Some infants may need just an ounce or two per day, while others may require 50% of their feeds from the formula. Your baby’s doctor, a pediatrician, or lactation consultant can help you determine how much is necessary.
How to Prepare Formula for Supplementing
Some formulas are ready-to-feed, meaning they are in liquid form and fed to the infant as is. Other times, an infant formula comes in powder form and needs to be mixed. Powdered formula is not sterile, so it’s important when supplementing with formula to understand how to properly prepare it, to prevent the possibility of contamination. Always carefully read the preparation instructions written on the formula’s label.
- Wash your hands with soap and water.
- Add the amount of water listed on the formula instructions to the baby formula bottle. Use water from a safe source. It is not always necessary to boil the water first.
- Add the recommended amount of powder listed on the formula instructions. Always use the scoop provided with the formula. Adding an incorrect amount could make the infant ill.
- Mix the bottle by shaking or swirling thoroughly.
- Warming the formula is not necessary though many choose to do so. Warming should not be done in the microwave. To warm the bottle of formula, place the bottle in a mug or pan of warm water. Be sure to check the temperature before feeding the infant by putting a couple of drops of the formula on the back of your wrist.

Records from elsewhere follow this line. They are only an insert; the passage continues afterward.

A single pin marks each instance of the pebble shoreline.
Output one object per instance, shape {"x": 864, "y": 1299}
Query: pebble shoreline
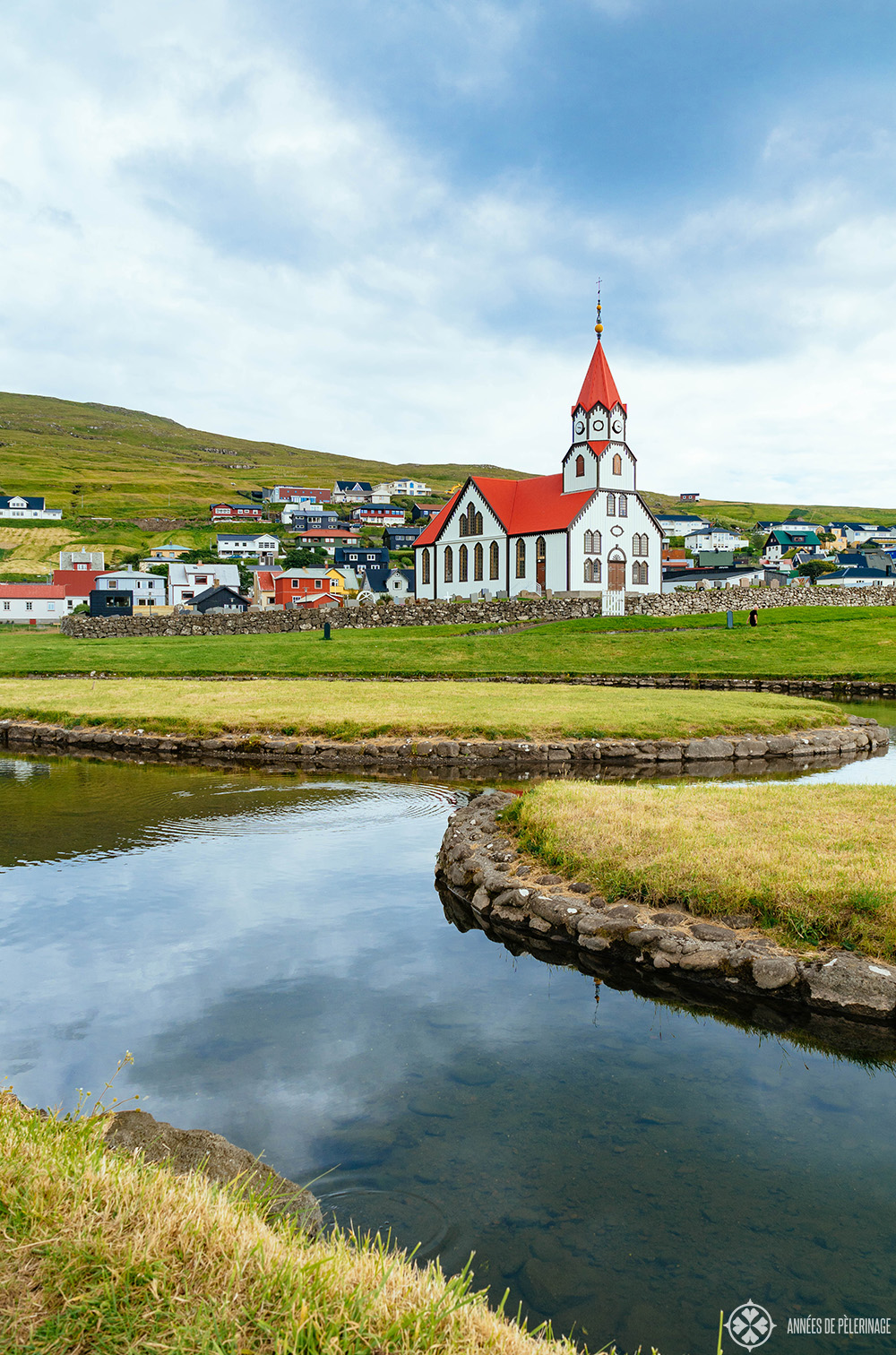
{"x": 859, "y": 736}
{"x": 517, "y": 902}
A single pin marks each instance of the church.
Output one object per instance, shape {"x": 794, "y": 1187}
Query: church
{"x": 584, "y": 530}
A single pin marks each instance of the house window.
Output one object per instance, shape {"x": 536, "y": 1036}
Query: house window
{"x": 521, "y": 558}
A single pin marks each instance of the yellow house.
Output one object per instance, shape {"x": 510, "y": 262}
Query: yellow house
{"x": 341, "y": 580}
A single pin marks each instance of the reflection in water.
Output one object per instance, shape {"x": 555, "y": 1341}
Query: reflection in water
{"x": 272, "y": 952}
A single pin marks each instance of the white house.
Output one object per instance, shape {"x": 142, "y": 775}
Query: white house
{"x": 679, "y": 523}
{"x": 148, "y": 590}
{"x": 83, "y": 560}
{"x": 403, "y": 487}
{"x": 31, "y": 603}
{"x": 28, "y": 505}
{"x": 237, "y": 547}
{"x": 186, "y": 582}
{"x": 715, "y": 539}
{"x": 584, "y": 530}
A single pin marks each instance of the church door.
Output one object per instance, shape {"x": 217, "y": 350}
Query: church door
{"x": 616, "y": 572}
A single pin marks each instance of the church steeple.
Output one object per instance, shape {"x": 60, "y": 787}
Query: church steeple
{"x": 598, "y": 430}
{"x": 598, "y": 386}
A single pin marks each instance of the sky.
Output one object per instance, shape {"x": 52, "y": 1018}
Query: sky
{"x": 375, "y": 227}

How to Bottle Feed a Breastfed Infant
Many experts agree that an infant being offered a bottle, whether its formula or breast milk, should be paced during the feeding. The goal of pacing the infant at the bottle is to mimic the flow of breastfeeding and allow the baby to set the pace. Here are the key points to paced bottle feeding:
- Hold the infant in an upright position. Do not feed lying down.
- Allow the infant to draw the nipple in their mouths on their own.
- Feeding at the bottle should take a similar length of time as a feeding at the breast.
- Encourage frequent pauses while the baby drinks from the bottle to mimic the breastfeeding mother’s let-down patterns.
- Switch sides halfway through the bottle feeding to promote proper eye development and prevent side preferences.
- Stop the feeding if the infant shows signs of being satisfied. Do not force them to finish the bottle.
Additional Considerations When Supplementing While Breastfeeding
There are a few things to note when supplementing breastfeeding with formula. It’s possible that the baby may initially refuse formula and/or a bottle if they have been exclusively breastfed for a while. Just keep trying.
When introduced to formula, the stools of infants may change. They may appear less yellow and slightly more formed compared to the stools of an exclusively breastfed baby. This is normal and to be expected.
Making the decision to supplement breastfeeding with formula can sometimes be challenging, but mothers need to do what is best for themselves and their baby’s health. Breastfeeding does not have to be all or nothing. Any amount of breast milk an infant receives is beneficial and mothers do not need to wean from breastfeeding if they decide to supplement with formula.
The content and advice provided in this article is for informational purposes only and is not a substitute for medical diagnosis, treatment, advice for specific medical conditions. Always consult a pediatrician to understand the individual needs of your child.